Batch Image Processor
Role: Software Engineer
Overview
In this coding exercise, you will build a batch image processing system. You are given a set of images and transformation specifications in JSON format. Your task is to apply these transformations to each image and save the results to an output directory.
This is a practical coding challenge that tests your ability to:
-
Quickly research and use unfamiliar libraries - You are expected to search documentation during the interview
-
Parse and apply configuration from JSON files
-
Handle file I/O operations efficiently
-
Optimize for performance with parallel processing
Interview Format Notes
-
Documentation search is allowed and expected - The interviewer wants to see how you research and learn new APIs quickly
-
You may use any resources except AI-generated answers
-
Common library choices: Pillow (PIL) or scikit-image - consider familiarizing yourself with one beforehand
-
The interview involves testing on small images first, then optimizing for large images within a time target
Problem Setup
You are provided with four directories:
project/
├── small_images/ # Small test images for development
│ ├── image1.png
│ ├── image2.jpg
│ └── ...
├── large_images/ # Large images for performance testing
│ ├── photo1.png
│ ├── photo2.jpg
│ └── ...
├── transformations/ # JSON files defining transformations
│ ├── transform1.json
│ ├── transform2.json
│ └── ...
└── output/ # Directory to save processed imagesHelper utilities are provided to:
-
List all files in each directory
-
Generate output file paths based on input image and transformation file
Transformation Specifications
Each JSON file in the transformations/ directory contains a list of transformations to apply sequentially.
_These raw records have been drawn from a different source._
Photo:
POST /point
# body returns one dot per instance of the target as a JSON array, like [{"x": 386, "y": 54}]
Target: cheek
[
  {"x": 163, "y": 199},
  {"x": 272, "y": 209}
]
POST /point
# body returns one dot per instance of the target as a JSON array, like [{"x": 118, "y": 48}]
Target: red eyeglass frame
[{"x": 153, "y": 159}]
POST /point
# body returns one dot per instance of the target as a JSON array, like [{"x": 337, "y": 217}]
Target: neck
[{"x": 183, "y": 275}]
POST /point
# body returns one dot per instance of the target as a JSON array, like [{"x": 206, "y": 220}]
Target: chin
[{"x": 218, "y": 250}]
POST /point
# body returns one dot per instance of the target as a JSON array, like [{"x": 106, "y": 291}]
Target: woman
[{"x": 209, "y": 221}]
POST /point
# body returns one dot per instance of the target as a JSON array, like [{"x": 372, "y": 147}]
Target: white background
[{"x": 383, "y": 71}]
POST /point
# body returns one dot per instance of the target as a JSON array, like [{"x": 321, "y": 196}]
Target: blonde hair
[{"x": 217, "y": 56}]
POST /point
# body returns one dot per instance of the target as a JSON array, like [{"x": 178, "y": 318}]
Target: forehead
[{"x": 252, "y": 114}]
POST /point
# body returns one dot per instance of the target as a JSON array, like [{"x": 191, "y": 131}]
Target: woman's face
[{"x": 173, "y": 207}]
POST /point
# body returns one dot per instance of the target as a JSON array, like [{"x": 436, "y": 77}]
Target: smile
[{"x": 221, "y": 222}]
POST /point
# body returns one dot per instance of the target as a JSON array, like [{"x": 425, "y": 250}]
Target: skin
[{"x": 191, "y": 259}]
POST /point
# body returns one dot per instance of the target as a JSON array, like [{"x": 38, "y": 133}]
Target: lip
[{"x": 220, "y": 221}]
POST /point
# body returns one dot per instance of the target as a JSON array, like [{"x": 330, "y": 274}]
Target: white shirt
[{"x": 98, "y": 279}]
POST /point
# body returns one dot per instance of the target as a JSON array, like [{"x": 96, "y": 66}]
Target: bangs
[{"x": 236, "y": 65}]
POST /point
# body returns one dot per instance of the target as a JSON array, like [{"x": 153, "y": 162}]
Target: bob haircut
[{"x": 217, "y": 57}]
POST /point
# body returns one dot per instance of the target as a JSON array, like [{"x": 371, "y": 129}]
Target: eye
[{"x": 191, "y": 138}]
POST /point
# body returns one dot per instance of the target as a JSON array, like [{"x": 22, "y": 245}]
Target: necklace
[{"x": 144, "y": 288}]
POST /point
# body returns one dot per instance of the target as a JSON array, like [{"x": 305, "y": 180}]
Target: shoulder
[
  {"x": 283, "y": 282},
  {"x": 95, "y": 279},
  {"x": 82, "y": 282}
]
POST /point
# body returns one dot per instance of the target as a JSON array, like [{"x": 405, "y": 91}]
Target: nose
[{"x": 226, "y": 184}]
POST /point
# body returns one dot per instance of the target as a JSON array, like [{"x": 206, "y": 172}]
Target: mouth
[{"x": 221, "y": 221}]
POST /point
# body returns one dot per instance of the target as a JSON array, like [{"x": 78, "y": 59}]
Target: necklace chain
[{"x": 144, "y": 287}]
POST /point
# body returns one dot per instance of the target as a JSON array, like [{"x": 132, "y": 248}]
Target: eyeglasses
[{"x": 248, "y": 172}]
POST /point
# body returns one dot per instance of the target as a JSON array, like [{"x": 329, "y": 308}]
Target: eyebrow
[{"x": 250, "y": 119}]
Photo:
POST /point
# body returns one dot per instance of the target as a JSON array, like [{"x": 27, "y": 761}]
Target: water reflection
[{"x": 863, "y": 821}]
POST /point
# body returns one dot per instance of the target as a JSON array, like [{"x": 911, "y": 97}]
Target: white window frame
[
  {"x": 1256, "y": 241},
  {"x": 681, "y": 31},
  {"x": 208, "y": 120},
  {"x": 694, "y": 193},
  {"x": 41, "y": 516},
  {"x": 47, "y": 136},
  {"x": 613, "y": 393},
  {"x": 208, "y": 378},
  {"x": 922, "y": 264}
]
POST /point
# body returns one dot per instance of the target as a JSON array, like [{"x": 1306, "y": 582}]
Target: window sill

There are six types of transformations:
Transformations Without Parameters
| Type | Description |
|---|---|
grayscale | Convert image to grayscale |
flip_horizontal | Flip image horizontally (mirror) |
flip_vertical | Flip image vertically |
Transformations With Parameters
| Type | Parameter | Description |
|---|---|---|
scale | factor (float) | Scale image by the given factor (e.g., 0.5 = half size, 2.0 = double size) |
blur | radius (int) | Apply Gaussian blur with the specified radius |
rotate | angle (float) | Rotate image by the specified angle in degrees |
Example Transformation JSON
{
"transformations": [
{ "type": "grayscale" },
{ "type": "scale", "factor": 0.5 },
{ "type": "rotate", "angle": 90 }
]
}This configuration would:
-
Convert the image to grayscale
-
Scale it to 50% of its original size
-
Rotate it 90 degrees counter-clockwise
Requirements
Part 1: Basic Implementation
-
Choose an image processing library - Research and select a Python library capable of performing all six transformation types. Common choices include:
-
Pillow (PIL)
-
scikit-image
-
OpenCV
-
Implement transformation functions - Create functions for each of the six transformation types
-
Process images with transformations:
-
For each transformation JSON file
-
For each image in the source directory
-
Apply all transformations in the JSON file sequentially to the image
-
Save the result to the output directory using the provided path utility
-
Test with small images - Verify correctness using the
small_images/directory before moving to large images
Part 2: Performance Optimization
After verifying correctness with small images, process the large_images/ directory. You must complete processing within a target time limit (provided during the interview).
Key considerations:
-
Image processing is CPU-intensive
-
Each image can be processed independently
-
Consider parallelization strategies
Interface
def process_images(
image_dir: str,
transformation_dir: str,
output_dir: str,
get_output_path: Callable[[str, str], str]
) -> None:
"""
Process all images with all transformation configurations.
Args:
image_dir: Path to directory containing source images
transformation_dir: Path to directory containing transformation JSON files
output_dir: Path to directory for saving processed images
get_output_path: Utility function that generates output path
given (image_path, transform_json_path)
"""
passSample Solution
Disclaimer: This is a sample solution for reference. During the interview, you should develop your own approach and demonstrate your problem-solving process.
Choosing a Library
For this problem, Pillow (PIL) is a good choice because:
-
Simple API for common image operations
-
Built-in support for all required transformations
-
Well-documented and widely used
scikit-image is also a good option, especially if you're familiar with NumPy-based image processing.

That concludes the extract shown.